This repository contains both the code and the report on the implementation and understanding of the Proximal Policy Optimization (PPO) algorithm in the game Super Mario Bros
Proximal Policy Optimization (PPO) is a type of Reinforcement Learning algorithm that has gained significant attention in recent years. It addresses some of the challenges faced by earlier policy gradient methods, providing more stable and consistent training.

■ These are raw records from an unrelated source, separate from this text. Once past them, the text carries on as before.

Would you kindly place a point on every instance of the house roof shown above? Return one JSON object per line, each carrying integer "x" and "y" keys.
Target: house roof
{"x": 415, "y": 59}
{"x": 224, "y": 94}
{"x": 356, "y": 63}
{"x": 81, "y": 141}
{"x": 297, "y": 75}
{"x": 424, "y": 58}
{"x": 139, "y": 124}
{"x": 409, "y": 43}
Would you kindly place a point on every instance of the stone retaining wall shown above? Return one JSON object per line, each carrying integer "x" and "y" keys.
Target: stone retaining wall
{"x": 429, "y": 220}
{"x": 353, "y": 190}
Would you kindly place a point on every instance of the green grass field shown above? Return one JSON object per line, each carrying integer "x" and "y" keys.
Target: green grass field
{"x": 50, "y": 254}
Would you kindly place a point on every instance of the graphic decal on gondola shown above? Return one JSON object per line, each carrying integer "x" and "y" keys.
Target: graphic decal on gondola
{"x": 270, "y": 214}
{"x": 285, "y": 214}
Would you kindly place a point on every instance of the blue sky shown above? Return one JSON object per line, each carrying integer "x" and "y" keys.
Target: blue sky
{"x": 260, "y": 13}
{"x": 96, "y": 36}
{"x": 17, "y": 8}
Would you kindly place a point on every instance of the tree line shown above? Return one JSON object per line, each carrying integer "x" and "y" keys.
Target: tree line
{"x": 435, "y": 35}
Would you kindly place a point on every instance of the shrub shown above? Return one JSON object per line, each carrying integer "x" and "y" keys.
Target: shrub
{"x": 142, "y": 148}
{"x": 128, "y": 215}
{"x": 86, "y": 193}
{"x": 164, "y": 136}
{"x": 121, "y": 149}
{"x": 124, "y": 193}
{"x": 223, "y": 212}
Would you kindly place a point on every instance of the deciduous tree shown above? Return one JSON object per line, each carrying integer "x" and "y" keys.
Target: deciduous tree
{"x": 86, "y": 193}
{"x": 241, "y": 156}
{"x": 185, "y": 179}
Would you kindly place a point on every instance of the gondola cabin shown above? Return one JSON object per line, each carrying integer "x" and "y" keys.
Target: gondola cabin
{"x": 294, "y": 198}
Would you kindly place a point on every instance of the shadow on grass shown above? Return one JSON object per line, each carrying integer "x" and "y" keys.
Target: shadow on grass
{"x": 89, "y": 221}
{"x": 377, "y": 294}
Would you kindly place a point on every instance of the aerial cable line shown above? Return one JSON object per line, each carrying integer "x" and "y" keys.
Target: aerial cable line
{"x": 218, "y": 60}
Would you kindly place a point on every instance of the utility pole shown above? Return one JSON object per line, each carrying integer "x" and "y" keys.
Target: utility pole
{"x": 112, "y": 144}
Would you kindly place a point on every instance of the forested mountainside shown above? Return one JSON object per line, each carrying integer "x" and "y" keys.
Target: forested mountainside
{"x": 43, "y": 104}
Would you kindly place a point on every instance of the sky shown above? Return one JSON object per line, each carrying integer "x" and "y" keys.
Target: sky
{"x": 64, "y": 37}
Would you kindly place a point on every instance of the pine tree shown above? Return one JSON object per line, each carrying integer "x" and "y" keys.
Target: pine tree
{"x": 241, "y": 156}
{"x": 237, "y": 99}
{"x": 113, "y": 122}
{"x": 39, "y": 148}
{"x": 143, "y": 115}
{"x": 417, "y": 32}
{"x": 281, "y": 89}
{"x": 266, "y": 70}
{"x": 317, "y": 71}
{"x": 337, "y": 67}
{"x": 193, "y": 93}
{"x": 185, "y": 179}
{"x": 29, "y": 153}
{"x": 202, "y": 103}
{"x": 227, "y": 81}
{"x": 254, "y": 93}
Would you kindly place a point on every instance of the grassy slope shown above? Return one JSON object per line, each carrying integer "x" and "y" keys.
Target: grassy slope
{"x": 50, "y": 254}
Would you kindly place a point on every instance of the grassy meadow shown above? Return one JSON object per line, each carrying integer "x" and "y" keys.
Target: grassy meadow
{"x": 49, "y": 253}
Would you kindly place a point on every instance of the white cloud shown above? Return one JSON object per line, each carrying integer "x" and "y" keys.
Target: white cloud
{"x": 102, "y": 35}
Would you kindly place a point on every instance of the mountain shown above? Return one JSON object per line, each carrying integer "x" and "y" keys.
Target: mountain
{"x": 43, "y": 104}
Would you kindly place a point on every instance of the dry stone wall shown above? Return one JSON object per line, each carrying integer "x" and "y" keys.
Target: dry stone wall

In this repository, PPO is applied to train an agent to navigate the challenges and adversaries in Super Mario Bros. For a detailed understanding and hands-on examples, it's highly recommended to read the report provided.
- Python 3.x
- pip
Follow these steps to get up and running:
-
Clone the repository:
git clone <https://github.com/Alex-Hawking/PPO_Super_Mario_Bros.git> cd <PPO_Super_Mario_Bros>
-
Create a virtual environment:
python3 -m venv venv
(Would highly recommend)
-
Activate the virtual environment:
- Linux/Mac:
source venv/bin/activate
- Windows:
.\venv\Scripts\activate
- Linux/Mac:
-
Install the required packages:
pip install -r requirements.txt
-
Directory structure
Ensure your directory is structured as below:
├── PPO_Super_Mario_Bros/ │ ├── main.py │ ├── src/ │ ├── model/ │ | ├── checkpoints/
-
Device setup
Ensure you device is correctly set by following the steps at the stop of
src/agent.py
After you've installed the prerequisites and have you directory set up correctly, you can run the agent:
python main.py
This will begin training a model using the default hyperparameters. However you can make changes to the hyperparameters and functionality of the model by changing variables located at the top of main.py
.
I have included a partially trained model in the checkpoints folder, it should be able to complete level 1 :)
To understand what these do and how they work I would recommending reading the short report I wrote on PPO and its implementation in Super Mario Bros.